One of the most sobering thoughts for me is the image of the Second Coming of Jesus. As we are told, “Jesus who had been taken up from you into heaven will return in the same way as you have seen him going into heaven” (Acts 1:11). The souls of all people will be judged then, in this final judgement, and Satan and the lost souls will be locked finally and forever in hell. The door will be permanently sealed. The fire, designed by Divine Justice to punish, will be closed in there forever—without God or goodness or hope or love. The suffocating smoke, the mournful cries of souls wedged tightly together will be eternally encased within this dreadful prison.
But for now I can almost hear them as they writhe and wail, “Woe is me! Woe is me!” It is a horrible and very certain reality.

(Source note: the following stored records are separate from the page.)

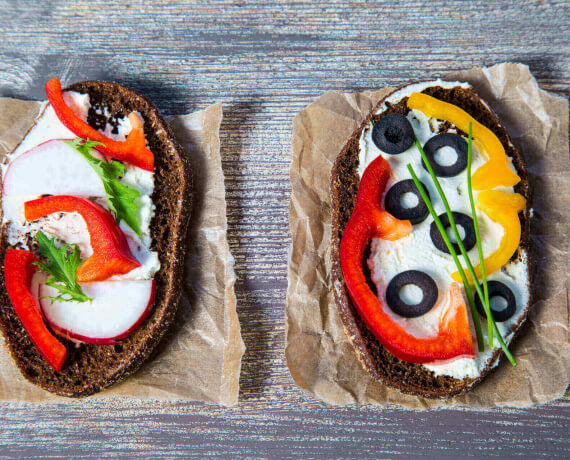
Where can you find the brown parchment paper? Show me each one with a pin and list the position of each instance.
(319, 356)
(200, 358)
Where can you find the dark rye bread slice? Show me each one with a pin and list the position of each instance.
(383, 366)
(90, 368)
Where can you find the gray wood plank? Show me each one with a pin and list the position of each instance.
(265, 61)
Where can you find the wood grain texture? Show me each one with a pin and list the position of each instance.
(265, 61)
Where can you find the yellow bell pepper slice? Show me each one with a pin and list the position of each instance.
(495, 172)
(504, 209)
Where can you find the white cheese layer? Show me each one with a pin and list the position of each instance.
(417, 252)
(70, 227)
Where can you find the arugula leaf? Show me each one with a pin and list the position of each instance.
(121, 199)
(62, 266)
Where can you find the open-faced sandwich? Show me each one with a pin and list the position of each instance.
(95, 205)
(430, 238)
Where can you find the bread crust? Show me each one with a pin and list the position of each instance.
(91, 368)
(407, 377)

Each year I read to my eighth grade catechism class the following description of what eternity is, from his writings: The Pains of Hell, by St. Anthony Mary Claret. There is always a difficulty when teaching a group of young teenagers on a Monday evening to keep them focused and attentive. When I read this, I always have their undivided attention:
Suppose that, in the case of unhappy Cain, weeping in hell, he shed in every thousand years just one tear. Now suppose this case: For six thousand years at least Cain has been in hell and shed only six tears, which God miraculously preserves. How many years would pass for his tears to fill all the valleys of the earth and flood all the cities and towns and villages and cover all the mountains so as to flood the whole earth? We understand the distance from the earth to the sun is thirty-four million leagues. How many years would be necessary for Cain’s tears to fill that immense space? From the earth to the firmament is, let us suppose, a distance of a hundred and sixty million leagues. O God! What number of years might one imagine to be sufficient to fill with these tears this immense space? And yet—O truth so incomprehensible—be sure of it as that God cannot lie—a time will arrive in which these tears of Cain would be sufficient to flood the world, to reach even the sun, to touch the firmament, and fill all the space between earth and the highest heaven. But that is not all. If God dried up all these tears to the last drop and Cain began again to weep, he would again fill the same entire space with them and fill it a thousand times and a million times in succession, and after all those countless years, not even half of eternity would have passed, not even a fraction. After all that time burning in hell, Cain’s sufferings will be just beginning.
The purpose of these discussions on hell is not to cause us to fall into despair. “Make us know the shortness of our life that we may gain wisdom of heart” (Psalm 90:12). Sometimes we must be roused from our natural human complacency and moved to action. What action? you may ask. There is nothing that we can ever do to earn Heaven and prevent hell. The truth is, we deserve hell. Each one of us.
That is why this time of Divine Mercy is so amazing. The darker the world the more light that shines from His merciful heart. Jesus longs for us to come to Him, to know that no matter the sin, there is forgiveness. Truly, it is impossible for us to reach Heaven without Him. “For human beings this is impossible, but for God all things are possible” (Matthew 19:26).
I will leave you with the haunting words of Jesus to St. Faustina: “Souls perish in spite of My bitter Passion. I am giving them the last hope of salvation; that is, the Feast of My Mercy. If they will not adore My mercy, they will perish for all eternity. …tell souls about this great mercy of Mine, because the awful day, the day of My justice, is near (965, Diary, Divine Mercy in My Soul, Stockbridge, MA: Association of Marian Helpers, 1996).
And then He tells not only St. Faustina, but all of us what to do: “I thirst. I thirst for the salvation of souls. Help Me, my daughter, to save souls. Join your sufferings to My Passion and offer them to the heavenly Father for sinners” (1032).